If possible, depending on the term and time of year, a visit to the new school together with your child would be a good idea. It will help you all, to take a tour of the new school, meet the teachers and the head of the institution so that things won’t seem so new and overwhelming when they start or the academic year begins. If you put your teenagers in an International school it will be a lot easier to be able to talk to the teachers and explain your child’s predicaments if any. This might not be so easy if they are going into a state Spanish school, but this is not a good idea. Your child’s education isn’t something you can play with at this stage of their lives. The studies will be difficult enough, without having to try and understand everything in a new language! They will be completely lost, absolutely everything will be diffrent and alien to them.
Now Family Time becomes Nº. 1
You should now be able to have some special family time when you and your children can bond. Your new surroundings should give you plenty of excuses to get out and explore. Visit all the local places of interest.
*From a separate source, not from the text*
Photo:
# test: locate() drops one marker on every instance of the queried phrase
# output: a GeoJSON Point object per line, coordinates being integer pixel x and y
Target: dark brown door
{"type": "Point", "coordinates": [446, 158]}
If your kids love sport get them to join clubs, in the sports they are interested in. Go out to the local restaurants and have fun choosing the menu. However simple, you should all get together and talk about what is happening with you at work and in school. It could also be a short weekend getaway, bowling, skating or hire out a movie for you all to watch together, just something you all enjoy doing.
Whatever family rituals or practices your family has, keep them up and let your children remain in touch with yours and their traditions and values, even though they now live in Spain
A patient and empathetic approach with the element of fun thrown in is all you need to make a smooth transition abroad with your teenager. This might be easier said than done if you live in a non touristy part of Spain, but if you need to and things seem tough don’t hesitate, to try and to seek professional help.